To find out how much farther Daniel's car can travel on one gallon of gas compared to Bo's car, we need to derive the distance per gallon for both cars.

Step 1: Calculate Bo's car's miles per gallon.

Bo drives 256.5 miles using 9 gallons of gas. The miles per gallon (MPG) for Bo's car can be calculated as:

\[ \text{MPG}_\text{Bo} = \frac{\text{miles driven}}{\text{gallons used}} = \frac{256.5 \text{ miles}}{9 \text{ gallons}} \]

Calculating this:

\[ \text{MPG}_\text{Bo} = \frac{256.5}{9} \approx 28.5 \text{ miles per gallon} \]

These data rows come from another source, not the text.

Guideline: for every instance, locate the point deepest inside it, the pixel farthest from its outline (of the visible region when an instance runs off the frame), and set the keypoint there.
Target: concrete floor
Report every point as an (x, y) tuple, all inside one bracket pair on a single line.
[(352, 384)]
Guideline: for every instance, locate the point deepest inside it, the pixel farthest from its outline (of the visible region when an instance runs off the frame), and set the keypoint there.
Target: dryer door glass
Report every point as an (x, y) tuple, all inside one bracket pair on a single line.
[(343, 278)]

Step 2: Determine Daniel's car miles per gallon using the given equation.

The equation provided for Daniel is:

\[ y = 31.5x \]

where \(y\) represents the number of miles Daniel can drive for \(x\) gallons of gas. To find the miles per gallon, we can compute \(y\) when \(x = 1\):

\[ y = 31.5 \times 1 = 31.5 \text{ miles} \]

Thus, Daniel's car can travel 31.5 miles on one gallon of gas.

Step 3: Calculate the difference in mileage per gallon between Daniel's and Bo's cars.

Now we find the difference between the distances per gallon for Daniel's and Bo's cars:

\[ \text{Difference} = \text{MPG}\text{Daniel} - \text{MPG}\text{Bo} = 31.5 - 28.5 \]

Calculating this:

\[ \text{Difference} = 31.5 - 28.5 = 3 \text{ miles} \]

Thus, Daniel's car can travel 3 miles farther on one gallon of gas than Bo's car.